4.13. Assay of Nitric Oxide (NO)

NO functions as a pleiotropic regulator in various biological pathways to defend the causative agents or foreign substances, making it a significant inflammatory mediator. NO secretion from macrophages was ascertained by testing the accumulated nitrite released into culture medium, relying on the Griess reaction [90]. In short, 6-well plates were seeded with RAW264.7 macrophages (1 × 105 cells/well), then cultivated for 24 h. The cells were cultured in culture medium supplemented with rTsGLFP after the media was exchanged. The LPS (200 ng/mL)/IL-4 (20 ng/mL) was applied as an M1/M2 positive control, while the DMEM medium acted as a negative control, respectively. After being stimulated for 24 h, the NO generation in the culture medium was assayed with a NO assay kit (Beyotime) based on the Griess reaction. Following incubation at room temperature for 5 min, the solution’s absorbance at 540 nm was assayed by a multi-mode reader. The standard curve was drawn according to various concentrations of NaNO2. Each assay was performed in triplicate [91].

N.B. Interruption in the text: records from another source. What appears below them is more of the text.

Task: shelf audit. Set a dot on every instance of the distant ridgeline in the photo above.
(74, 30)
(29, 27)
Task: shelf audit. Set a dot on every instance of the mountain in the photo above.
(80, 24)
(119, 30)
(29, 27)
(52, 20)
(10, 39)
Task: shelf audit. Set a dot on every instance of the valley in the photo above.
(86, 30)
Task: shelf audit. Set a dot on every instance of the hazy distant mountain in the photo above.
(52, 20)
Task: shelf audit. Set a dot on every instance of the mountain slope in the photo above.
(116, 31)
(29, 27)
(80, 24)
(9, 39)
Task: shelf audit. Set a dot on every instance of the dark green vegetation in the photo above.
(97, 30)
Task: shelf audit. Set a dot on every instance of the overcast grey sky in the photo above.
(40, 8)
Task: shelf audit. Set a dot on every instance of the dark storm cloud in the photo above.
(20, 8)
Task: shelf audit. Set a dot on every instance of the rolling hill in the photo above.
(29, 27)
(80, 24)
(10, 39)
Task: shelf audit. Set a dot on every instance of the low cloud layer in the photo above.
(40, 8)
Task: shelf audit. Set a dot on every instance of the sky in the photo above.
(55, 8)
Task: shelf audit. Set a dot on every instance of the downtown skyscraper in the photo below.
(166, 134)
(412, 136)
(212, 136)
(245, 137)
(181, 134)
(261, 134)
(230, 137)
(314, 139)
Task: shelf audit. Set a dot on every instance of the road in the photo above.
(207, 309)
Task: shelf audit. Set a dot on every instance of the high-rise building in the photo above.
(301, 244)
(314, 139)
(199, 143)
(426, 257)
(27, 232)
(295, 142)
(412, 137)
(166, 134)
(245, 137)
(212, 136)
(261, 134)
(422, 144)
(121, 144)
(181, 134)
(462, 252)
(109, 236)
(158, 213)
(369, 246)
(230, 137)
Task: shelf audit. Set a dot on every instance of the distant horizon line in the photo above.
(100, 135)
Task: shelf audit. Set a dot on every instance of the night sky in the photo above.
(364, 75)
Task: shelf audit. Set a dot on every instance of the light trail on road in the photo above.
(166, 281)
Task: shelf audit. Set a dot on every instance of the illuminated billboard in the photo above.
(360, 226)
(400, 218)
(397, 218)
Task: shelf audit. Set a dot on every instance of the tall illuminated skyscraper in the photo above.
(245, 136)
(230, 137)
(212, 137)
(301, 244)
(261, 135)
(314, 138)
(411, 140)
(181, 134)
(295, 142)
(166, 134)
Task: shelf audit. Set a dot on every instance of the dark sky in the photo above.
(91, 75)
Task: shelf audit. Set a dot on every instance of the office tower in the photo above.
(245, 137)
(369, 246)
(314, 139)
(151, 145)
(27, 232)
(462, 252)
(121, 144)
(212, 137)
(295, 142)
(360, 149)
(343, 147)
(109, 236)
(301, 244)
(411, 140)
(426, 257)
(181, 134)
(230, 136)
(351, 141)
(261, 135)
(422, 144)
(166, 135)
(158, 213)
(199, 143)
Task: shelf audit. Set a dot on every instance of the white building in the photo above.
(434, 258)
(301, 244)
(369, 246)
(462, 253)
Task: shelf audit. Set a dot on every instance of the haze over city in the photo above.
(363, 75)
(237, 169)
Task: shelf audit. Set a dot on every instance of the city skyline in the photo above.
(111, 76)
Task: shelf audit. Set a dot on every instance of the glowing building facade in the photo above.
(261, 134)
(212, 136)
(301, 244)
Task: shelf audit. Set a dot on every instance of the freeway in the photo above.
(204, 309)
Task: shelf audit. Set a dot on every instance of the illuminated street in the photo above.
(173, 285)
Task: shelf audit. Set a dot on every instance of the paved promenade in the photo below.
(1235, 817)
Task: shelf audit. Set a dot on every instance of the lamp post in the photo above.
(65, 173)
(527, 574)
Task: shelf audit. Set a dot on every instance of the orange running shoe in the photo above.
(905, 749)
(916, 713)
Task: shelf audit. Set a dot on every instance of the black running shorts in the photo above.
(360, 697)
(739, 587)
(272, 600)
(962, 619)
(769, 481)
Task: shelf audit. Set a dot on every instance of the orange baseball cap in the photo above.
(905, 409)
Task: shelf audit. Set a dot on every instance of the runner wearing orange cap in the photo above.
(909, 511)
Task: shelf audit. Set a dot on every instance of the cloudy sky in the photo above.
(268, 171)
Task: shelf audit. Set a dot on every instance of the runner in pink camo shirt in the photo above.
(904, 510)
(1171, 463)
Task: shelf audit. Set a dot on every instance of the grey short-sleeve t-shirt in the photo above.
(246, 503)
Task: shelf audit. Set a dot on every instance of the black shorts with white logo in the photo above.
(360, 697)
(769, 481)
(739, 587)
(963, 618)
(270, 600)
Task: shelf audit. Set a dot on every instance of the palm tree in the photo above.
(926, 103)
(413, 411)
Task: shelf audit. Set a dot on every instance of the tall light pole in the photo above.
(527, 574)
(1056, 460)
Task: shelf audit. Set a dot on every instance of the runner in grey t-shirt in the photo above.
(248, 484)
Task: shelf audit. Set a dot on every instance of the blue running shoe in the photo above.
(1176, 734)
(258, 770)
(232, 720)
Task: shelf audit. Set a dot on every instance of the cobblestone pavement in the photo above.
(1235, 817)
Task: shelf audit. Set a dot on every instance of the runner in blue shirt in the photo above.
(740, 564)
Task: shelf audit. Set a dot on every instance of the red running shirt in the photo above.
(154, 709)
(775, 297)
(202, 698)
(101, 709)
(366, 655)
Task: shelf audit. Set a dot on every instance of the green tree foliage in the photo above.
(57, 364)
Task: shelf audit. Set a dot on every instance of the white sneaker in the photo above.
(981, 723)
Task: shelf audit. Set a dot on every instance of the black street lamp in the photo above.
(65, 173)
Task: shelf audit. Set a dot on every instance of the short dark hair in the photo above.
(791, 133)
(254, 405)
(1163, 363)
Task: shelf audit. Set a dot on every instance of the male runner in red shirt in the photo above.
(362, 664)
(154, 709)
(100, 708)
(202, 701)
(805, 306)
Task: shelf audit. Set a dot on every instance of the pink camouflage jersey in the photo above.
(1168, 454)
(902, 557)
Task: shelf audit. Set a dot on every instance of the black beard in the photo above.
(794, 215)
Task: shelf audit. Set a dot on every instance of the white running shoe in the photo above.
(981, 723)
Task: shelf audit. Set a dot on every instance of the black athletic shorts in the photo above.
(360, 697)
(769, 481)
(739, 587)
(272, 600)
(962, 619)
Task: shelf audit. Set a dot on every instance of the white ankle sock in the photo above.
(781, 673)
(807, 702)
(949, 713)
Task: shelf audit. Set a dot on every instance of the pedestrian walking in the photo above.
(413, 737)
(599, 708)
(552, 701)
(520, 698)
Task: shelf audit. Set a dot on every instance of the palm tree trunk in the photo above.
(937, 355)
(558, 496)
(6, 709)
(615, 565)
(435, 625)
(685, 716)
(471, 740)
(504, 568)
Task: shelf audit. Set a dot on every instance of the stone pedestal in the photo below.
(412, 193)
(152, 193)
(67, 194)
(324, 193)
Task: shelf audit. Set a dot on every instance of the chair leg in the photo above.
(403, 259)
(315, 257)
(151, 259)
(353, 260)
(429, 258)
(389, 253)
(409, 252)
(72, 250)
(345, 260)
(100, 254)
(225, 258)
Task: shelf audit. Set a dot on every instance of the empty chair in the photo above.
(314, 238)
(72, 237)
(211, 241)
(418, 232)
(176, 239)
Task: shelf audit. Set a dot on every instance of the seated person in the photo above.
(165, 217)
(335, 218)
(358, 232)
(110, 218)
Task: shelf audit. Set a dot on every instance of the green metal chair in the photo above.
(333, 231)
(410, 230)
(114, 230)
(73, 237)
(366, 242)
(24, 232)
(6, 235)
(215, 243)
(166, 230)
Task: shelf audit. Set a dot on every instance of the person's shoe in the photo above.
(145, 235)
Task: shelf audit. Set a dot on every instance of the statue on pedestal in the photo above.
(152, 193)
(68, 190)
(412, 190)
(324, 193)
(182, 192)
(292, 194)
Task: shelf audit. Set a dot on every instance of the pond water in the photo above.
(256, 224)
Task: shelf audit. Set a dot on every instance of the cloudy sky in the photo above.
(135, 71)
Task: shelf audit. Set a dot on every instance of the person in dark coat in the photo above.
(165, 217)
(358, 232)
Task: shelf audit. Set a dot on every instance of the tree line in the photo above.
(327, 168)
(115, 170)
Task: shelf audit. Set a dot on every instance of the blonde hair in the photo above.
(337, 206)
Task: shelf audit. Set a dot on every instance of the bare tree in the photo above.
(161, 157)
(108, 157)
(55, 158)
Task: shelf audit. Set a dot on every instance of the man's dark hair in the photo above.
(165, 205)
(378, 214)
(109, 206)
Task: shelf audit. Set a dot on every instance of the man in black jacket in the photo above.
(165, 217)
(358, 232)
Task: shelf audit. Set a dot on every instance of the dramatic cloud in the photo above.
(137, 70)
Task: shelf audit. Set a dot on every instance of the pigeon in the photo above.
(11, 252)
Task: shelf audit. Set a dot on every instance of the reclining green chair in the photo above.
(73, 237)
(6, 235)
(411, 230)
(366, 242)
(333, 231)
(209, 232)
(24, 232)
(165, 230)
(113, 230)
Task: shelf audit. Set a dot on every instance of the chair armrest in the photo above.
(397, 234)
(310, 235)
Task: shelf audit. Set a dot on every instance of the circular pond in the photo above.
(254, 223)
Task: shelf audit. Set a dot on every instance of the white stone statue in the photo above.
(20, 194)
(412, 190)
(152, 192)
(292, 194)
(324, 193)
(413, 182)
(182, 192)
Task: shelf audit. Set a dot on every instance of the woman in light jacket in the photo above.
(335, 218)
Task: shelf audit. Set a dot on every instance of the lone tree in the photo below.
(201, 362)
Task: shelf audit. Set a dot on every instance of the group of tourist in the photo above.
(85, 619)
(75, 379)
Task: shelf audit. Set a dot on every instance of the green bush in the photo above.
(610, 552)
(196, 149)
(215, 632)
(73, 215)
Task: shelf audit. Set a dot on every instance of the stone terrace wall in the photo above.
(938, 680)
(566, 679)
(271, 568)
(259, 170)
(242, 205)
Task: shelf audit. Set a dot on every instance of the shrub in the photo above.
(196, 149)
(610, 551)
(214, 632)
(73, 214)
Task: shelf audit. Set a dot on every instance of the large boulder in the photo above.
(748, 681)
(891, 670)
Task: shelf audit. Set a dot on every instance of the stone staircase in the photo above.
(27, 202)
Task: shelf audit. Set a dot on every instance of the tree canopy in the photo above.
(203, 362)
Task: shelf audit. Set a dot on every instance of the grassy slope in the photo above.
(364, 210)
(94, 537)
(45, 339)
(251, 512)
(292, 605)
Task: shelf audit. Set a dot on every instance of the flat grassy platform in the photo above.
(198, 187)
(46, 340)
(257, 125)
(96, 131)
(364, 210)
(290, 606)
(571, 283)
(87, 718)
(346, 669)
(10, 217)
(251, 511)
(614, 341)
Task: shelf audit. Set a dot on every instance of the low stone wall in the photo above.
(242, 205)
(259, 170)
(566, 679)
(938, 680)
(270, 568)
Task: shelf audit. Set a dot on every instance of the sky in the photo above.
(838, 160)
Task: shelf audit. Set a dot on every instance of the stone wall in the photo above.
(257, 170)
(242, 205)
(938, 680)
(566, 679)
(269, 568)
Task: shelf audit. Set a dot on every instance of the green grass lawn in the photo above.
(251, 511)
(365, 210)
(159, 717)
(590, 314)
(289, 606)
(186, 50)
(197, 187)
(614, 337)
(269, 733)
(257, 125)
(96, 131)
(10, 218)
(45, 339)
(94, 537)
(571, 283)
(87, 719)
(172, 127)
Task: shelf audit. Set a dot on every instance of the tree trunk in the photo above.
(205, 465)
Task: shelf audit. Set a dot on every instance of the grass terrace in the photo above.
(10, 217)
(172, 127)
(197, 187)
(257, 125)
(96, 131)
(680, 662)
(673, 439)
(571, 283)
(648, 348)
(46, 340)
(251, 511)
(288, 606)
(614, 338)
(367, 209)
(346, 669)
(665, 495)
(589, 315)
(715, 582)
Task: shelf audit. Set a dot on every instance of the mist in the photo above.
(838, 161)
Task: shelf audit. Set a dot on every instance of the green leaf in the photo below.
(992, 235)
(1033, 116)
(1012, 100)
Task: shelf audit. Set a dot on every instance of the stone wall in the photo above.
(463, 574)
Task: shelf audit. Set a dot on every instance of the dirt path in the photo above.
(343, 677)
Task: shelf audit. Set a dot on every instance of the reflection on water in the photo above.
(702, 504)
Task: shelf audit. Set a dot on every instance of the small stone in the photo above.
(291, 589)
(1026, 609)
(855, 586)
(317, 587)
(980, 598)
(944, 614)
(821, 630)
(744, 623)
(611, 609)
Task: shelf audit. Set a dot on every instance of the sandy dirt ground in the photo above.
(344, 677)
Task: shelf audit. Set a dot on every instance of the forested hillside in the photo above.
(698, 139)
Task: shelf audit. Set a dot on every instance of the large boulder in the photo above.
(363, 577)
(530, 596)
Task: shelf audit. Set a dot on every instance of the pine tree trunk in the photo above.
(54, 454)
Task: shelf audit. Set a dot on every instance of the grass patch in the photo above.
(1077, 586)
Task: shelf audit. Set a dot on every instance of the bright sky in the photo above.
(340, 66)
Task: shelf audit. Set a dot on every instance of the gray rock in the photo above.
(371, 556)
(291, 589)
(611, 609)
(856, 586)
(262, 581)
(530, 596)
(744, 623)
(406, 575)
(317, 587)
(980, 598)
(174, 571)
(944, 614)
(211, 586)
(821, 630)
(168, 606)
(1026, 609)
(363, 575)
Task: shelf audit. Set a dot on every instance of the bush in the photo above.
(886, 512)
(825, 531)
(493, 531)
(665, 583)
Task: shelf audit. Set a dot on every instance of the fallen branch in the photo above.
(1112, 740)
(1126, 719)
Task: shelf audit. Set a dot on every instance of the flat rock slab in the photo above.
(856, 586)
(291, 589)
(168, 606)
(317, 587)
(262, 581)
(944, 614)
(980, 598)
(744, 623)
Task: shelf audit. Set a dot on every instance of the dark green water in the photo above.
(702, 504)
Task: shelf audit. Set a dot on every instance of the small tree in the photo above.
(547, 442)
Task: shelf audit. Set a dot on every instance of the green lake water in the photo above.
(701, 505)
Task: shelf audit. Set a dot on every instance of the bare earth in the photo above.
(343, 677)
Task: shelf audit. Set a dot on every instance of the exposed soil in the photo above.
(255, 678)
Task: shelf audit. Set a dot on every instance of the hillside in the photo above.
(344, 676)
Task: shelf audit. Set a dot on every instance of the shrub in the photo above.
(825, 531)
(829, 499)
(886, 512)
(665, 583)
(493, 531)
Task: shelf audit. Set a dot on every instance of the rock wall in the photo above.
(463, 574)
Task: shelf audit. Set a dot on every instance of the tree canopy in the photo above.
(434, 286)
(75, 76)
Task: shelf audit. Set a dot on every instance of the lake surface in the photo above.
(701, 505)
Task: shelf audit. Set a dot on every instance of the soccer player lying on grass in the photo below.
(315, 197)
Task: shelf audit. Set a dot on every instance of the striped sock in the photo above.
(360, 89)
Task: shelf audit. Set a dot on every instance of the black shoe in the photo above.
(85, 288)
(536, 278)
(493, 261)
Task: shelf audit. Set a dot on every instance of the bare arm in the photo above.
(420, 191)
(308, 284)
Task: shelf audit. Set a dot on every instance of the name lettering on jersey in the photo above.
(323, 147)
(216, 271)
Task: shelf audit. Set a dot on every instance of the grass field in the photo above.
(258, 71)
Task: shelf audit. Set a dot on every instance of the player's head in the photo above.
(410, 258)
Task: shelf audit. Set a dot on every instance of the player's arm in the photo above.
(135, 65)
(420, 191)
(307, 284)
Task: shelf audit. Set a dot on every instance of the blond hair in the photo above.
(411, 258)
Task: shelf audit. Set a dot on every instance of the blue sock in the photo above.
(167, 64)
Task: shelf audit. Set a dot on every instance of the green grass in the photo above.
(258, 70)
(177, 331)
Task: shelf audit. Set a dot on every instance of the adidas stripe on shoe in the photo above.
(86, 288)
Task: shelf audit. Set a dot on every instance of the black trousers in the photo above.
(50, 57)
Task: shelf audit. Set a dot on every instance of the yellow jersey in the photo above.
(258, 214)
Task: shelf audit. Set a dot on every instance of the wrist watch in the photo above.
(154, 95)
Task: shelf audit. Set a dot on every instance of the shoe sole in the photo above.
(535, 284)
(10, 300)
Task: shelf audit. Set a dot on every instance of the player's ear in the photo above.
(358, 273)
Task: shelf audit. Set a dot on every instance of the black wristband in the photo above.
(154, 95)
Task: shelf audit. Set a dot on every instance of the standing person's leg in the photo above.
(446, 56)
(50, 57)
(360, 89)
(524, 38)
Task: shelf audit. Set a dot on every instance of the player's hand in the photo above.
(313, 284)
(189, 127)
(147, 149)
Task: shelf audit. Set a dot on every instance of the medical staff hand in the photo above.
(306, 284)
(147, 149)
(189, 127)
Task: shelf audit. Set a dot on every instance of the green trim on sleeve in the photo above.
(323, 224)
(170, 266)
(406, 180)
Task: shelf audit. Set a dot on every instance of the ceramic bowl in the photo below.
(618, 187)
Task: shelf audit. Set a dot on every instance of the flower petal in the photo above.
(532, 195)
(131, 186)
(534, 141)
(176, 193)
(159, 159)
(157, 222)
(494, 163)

4.14. Antibody-Dependent Cell-Mediated Cytotoxicity (ADCC) Test

The macrophage killing of NBLs via ADCC was conducted as previously mentioned [63,92]. The RAW264.7 macrophages (9.6 × 105 cells/well) were cultured in a 96-well plate and pre-incubated with various proteins (rTsGLFP, LPS, IL-4, GST tag, or only DMEM medium) for 36 h. Following medium renewal, 200 NBLs were added into the medium containing 1:50 dilutions of serum from mice infected with T. spiralis, and the mixture was incubated at 37 °C for 36 h. Since the NBLs were cultivated with various groups of macrophages and infection serum, larval viability was ascertained according to larval morphology and activity. The percentage of dead NBLs or NBLs with adhering macrophages to the total NBLs seen in each test was referred to as the cytotoxicity [8,80]. Furthermore, to investigate the effect of the NF-κB-specific inhibitor PDTC on the macrophages’ cytotoxicity, RAW264.7 macrophages were pretreated with PDTC, and then incubated with rTsGLFP and used for the ADCC test [33,93].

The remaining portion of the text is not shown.